Summer means travel and this year I enjoyed four weeks of it. And four weeks on the road demands juicy reads. I soared through love triangles and depleted inheritances and dysfunctional families. But now I must atone for devouring novels so entertaining that a slower pace would misrepresent them. I read books irrespective of their cultural capital.
Reading this way should feel liberating. Yet society convinces us that a book’s value is proportional to the amount of effort it takes to finish. Better to push yourself through The Castle than to frolic with The Year of Living Danishly. We should laugh at this. It’s the reading process that’s important.

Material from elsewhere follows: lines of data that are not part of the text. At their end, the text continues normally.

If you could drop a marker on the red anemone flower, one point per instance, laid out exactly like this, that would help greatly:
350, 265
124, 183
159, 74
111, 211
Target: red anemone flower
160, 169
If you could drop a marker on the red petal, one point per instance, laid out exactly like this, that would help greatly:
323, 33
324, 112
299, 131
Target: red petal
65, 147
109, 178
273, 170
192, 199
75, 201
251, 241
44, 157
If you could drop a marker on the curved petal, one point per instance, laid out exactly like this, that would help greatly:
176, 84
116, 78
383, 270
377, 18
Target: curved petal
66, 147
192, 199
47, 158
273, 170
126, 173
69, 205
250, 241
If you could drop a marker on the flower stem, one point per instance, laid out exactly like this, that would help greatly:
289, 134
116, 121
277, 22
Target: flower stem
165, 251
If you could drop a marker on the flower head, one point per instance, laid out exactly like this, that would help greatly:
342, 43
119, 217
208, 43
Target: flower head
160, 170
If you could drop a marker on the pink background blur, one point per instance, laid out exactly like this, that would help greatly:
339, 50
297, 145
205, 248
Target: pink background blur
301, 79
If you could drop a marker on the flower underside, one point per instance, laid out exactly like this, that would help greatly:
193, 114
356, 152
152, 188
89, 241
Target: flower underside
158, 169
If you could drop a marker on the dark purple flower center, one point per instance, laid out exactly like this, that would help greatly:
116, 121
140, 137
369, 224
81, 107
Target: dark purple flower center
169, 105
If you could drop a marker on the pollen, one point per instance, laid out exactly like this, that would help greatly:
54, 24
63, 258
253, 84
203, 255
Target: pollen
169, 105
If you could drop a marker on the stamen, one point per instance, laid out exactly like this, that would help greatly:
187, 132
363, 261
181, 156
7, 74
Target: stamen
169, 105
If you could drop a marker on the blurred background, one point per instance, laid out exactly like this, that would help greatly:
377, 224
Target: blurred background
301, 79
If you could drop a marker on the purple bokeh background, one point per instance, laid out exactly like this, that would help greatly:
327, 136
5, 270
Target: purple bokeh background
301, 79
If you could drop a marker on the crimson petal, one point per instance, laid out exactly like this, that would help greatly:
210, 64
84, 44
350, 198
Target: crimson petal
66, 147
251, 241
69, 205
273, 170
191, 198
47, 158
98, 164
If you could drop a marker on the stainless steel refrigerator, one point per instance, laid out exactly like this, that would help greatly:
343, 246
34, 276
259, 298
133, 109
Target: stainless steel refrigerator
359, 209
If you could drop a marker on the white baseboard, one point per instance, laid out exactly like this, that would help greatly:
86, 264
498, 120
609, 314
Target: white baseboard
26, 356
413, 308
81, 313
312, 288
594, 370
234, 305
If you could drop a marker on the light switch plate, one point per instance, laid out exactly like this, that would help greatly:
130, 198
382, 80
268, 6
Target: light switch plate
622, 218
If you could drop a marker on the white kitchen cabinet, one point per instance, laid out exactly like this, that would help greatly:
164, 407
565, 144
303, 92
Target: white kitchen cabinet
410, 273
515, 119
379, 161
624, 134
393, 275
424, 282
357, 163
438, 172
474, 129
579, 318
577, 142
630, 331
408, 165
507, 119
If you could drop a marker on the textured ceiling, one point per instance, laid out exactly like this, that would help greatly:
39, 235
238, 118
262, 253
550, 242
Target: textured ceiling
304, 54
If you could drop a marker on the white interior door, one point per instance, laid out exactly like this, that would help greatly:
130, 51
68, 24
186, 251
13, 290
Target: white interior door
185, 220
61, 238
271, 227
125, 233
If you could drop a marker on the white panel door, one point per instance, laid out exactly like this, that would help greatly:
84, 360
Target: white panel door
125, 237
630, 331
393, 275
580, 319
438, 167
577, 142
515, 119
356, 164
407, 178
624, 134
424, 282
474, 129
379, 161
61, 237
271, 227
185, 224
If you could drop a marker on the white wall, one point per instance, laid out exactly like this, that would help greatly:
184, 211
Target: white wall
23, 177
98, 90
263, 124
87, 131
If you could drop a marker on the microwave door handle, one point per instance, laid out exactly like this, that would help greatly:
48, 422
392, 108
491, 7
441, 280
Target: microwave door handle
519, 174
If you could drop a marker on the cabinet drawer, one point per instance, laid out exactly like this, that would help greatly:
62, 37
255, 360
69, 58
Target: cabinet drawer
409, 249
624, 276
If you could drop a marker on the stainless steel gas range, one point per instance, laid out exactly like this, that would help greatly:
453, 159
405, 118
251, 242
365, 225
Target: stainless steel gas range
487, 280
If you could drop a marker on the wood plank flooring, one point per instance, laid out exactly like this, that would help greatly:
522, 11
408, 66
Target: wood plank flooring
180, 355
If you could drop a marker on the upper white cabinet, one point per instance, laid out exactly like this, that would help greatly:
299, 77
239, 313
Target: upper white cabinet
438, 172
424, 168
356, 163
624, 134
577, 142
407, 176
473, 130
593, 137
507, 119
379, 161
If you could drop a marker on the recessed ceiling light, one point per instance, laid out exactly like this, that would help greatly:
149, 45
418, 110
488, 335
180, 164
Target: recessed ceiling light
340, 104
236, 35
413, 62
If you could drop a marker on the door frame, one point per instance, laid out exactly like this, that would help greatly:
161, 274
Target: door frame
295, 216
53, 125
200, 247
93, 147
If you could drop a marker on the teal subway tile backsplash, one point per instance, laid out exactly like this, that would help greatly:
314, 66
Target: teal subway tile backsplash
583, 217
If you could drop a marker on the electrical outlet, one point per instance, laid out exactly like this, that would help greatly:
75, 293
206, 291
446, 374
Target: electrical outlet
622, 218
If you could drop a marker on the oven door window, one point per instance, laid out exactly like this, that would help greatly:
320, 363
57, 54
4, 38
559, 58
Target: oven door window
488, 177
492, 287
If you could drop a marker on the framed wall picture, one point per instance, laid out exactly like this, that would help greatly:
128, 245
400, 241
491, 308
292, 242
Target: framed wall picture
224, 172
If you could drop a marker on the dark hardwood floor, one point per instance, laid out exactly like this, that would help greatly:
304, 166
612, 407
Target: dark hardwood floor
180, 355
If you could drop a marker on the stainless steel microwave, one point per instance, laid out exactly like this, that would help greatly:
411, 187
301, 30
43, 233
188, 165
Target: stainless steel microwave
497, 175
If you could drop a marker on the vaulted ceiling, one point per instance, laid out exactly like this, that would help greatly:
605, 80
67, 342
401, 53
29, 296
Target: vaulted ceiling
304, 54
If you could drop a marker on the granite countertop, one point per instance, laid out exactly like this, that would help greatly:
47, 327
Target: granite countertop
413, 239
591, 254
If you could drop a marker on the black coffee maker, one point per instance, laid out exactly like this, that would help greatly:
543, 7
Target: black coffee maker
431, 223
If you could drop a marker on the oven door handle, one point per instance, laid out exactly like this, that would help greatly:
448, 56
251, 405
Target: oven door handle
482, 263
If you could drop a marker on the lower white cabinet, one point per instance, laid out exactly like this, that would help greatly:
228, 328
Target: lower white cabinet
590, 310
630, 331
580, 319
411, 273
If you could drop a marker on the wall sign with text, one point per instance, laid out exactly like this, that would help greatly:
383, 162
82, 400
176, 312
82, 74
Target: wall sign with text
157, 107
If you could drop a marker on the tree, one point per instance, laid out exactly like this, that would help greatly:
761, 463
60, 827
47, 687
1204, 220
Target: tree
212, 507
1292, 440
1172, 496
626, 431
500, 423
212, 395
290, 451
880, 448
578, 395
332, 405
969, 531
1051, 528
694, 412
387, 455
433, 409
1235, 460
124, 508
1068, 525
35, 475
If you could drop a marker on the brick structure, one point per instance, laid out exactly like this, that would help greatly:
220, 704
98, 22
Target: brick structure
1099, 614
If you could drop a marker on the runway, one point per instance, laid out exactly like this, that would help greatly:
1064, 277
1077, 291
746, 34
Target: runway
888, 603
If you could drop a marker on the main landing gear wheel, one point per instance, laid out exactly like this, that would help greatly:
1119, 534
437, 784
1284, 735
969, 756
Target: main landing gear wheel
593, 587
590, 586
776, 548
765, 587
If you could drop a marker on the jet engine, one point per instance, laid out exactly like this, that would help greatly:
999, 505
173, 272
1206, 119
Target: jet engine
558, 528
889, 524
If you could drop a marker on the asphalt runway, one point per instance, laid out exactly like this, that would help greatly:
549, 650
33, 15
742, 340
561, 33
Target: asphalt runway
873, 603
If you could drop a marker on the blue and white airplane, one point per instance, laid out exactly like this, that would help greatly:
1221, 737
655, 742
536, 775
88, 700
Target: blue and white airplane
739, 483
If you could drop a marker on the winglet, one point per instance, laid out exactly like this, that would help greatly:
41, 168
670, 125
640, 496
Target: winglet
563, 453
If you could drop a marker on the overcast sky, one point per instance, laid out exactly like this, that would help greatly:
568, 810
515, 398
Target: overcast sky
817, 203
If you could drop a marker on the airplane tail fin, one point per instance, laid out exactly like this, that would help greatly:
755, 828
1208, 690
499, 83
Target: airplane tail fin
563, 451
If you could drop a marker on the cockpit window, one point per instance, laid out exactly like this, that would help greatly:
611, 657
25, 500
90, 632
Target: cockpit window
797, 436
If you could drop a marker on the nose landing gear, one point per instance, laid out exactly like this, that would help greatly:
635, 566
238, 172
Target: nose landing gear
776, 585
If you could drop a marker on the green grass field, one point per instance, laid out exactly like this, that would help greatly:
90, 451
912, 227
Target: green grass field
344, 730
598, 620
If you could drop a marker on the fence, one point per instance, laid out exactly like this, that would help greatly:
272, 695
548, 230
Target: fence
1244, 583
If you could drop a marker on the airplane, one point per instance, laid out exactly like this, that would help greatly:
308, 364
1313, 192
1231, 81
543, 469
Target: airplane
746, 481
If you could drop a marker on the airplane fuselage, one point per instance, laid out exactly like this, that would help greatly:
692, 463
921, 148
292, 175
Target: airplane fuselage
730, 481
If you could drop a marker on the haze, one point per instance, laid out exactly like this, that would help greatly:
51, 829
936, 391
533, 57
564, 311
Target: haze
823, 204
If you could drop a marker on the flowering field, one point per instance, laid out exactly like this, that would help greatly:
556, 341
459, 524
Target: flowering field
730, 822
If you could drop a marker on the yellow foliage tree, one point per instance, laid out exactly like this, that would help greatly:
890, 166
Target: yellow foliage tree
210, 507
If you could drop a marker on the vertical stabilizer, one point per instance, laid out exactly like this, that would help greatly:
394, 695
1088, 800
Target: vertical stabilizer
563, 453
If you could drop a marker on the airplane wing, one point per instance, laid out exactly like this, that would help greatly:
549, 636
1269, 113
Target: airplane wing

Whereas cinema seduces you with perfectly-pressed pictures, books require you to assimilate another outlook that generates as a hybrid experience between book/reader and author/reader.
Just as some people prefer thrillers to comedies, everyone has a favorite narration-style. For me, The Castle was thought-provoking but not a page turner, while The Year of Living Danishly lured me out of museum galleries and into the toilet where I’d sneak-read a chapter when ohh-ing and ahh-ing at Picasso grew tiresome. Although name-dropping Kafka at a dinner party might exhibit my cultural capital (as could the Picassos I spurned), I’d sooner mention Jutland’s Lego-themed hotel, which I learned about in The Year of Living Danishly. The former seemed the intellectual equivalent of an undressed kale salad, while the latter was indulgent like a Saturday morning croissant. My preferred narrative style is casual, modern and anecdotal.
If I were to focus on just that genre, I’d still suffer from too-many books too-little time syndrome. Avid readers understand this affliction. You realize its severity when you return home from your favorite bookstore and struggle to balance a third layer of books on your deepest shelf. Digital society exacerbates this affliction. Now we can crowdsource recommendations from friends, get personalized selections from Good Reads and download them all with a single click on Amazon. Whereas money, space and time previously constrained the of books we encountered, the rise of e-readers and low-priced e-books renders the first two constraints irrelevant.
We need new parameters to decide what to read. Publishing might bring a book to stores, but it doesn’t keep the book in print. Time sets a story apart.
But time doesn’t signify longevity; it means any book that people have collectively decided to devote time to. Whether that means the weeks it takes to meander through The Goldfinch, the years Potter-heads devoted to waiting for J.K. Rowling’s next installment or the decades War and Peace has sat (unread) on your bookshelf, time determines social value in myriad ways. The greater a book’s power to mobilize communal time, the greater its cultural visibility. It means that the title be name-dropped and understood. Unfortunately, this turns books into weapons of self-presentation in the crusade of conspicuous consumption. We use the covers and quotes, the licensed products and spinoffs, to exhibit our understanding of the story’s social value. When space and money no longer restrict access to books, a story's ability to mobilize time in myriad ways that determines its cultural value.
Mass-commodification touches every book. Oprah includes a translation of Anna Karenina in her reading club. Dante’s Inferno has become a computer game. Baz Luhrman forced us to share an image of The Great Gatsby’s great green light. Although some might argue that classic literature offers an escape from the commercialization of reading, social trends reveal that a story rich in time is apt for commodification.
I’m at an impasse. During August I committed myself to reading only novels that bring me unwarranted pleasure. Will September’s fresh pencil smell encourage a return to Kafka, Calvino and Kant? To books that allow me to feign separation from the industrial publishing machine? Maybe. Or maybe I need a new balance. One that lets me read books that are engaging and light and thoughtful and consoling. Not every book communicates every emotion, but the best mix them into unexpected cocktails that change your perspective on what reading and feeling mean. The ones that have mobilized the most time and money are the ones to which we surrender shelf space. But just like some people prefer gin-based cocktails while others opt for bourbon, different readers seek different consolations and outlooks. These can vary within a reader’s life. Somedays you crave a challenge, other days you long for a chuckle. Library card in my hand, I can’t wait to see what I have time for next.